The missing axion particle motivates us to look for alternative solutions to the Strong CP problem, and probably even to the related UA(1) problem [9-11]. This relies on our understanding of the QCD vacuum and the hadron properties, especially the challenging questions such as chiral symmetry breaking, confinement and deconfinement. Take the instanton approach as an example: it can tackle the UA(1) problem of chiral symmetry breaking, but is not so efficient in explaining the confinement question. In our opinion, the correct and complete solution should cover all aspects of the QCD vacuum structure and hadron properties, not just one of them. Therefore our strategy is to start with models that can describe confinement at least phenomenologically, and then study the chiral symmetry breaking and anomalies, so finally it will be able to address the hadron spectrum issues like the mass of $\eta ^{\prime} $ (the UA(1) problem). Based on the chromoelectric flux-tube model [12-14], we previously incorporated the quark condensate as an order parameter for chiral symmetry breaking and obtained a new topological term that couples the derivative of the phase of the quark condensate to the Chern-Simons current [15-18]. This derivative coupling was originally obtained by Callan and Harvey [19] in studying anomaly inflow on topological defects such as strings and domain walls, which might appear in the QCD vacuum.4 Although it can be connected to the usual topological charge, this coupling corresponds to a totally different configuration without the θ parameter. Our observation is that the phase of the quark condensate might play a role similar to the axion, and consequently, the axion and the new symmetry beyond the Standard Model, such as Peccei-Quinn symmetry [1], are not needed in our model.

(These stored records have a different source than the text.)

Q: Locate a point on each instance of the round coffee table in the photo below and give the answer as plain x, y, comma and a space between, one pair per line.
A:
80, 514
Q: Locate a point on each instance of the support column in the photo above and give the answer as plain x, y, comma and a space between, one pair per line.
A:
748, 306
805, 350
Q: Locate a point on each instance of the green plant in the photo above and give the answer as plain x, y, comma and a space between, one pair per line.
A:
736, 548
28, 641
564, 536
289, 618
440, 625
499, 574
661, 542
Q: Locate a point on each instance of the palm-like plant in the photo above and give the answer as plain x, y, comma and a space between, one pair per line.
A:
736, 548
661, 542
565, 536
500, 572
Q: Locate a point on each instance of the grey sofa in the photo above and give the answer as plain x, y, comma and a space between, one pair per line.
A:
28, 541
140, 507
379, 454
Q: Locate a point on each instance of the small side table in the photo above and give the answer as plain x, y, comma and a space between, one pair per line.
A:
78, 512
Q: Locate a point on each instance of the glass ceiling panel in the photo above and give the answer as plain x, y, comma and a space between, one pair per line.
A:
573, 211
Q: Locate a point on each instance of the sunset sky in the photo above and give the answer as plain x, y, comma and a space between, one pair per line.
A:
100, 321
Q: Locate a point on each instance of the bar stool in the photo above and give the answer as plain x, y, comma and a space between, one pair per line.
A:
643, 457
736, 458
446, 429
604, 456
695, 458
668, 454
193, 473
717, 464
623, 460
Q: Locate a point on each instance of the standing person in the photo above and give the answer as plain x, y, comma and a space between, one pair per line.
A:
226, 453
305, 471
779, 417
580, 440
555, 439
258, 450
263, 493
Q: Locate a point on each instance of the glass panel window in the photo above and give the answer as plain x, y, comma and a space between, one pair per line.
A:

In this paper, we focus on the phase of the quark condensate, identify an ’axionic excitation’ and build an effective Lagrangian to describe an axionic QCD string model. An important step in this process is that we decompose the derivative of the phase into a regular part and a singular part [24], and treat the singular part as an emergent gauge field [24, 25], which measures vorticity and enstrophy if the singular part has features of vortex configurations. With the help of this decomposition, the new topological term is capable of addressing the axial anomaly, including the UA(1) problem without bringing in the Strong CP problem. In other words, what is needed to resolve the Strong CP problem is probably not to find a new fundamental particle (the axion), but an axionic excitation (quasiparticle) from the quark condensate.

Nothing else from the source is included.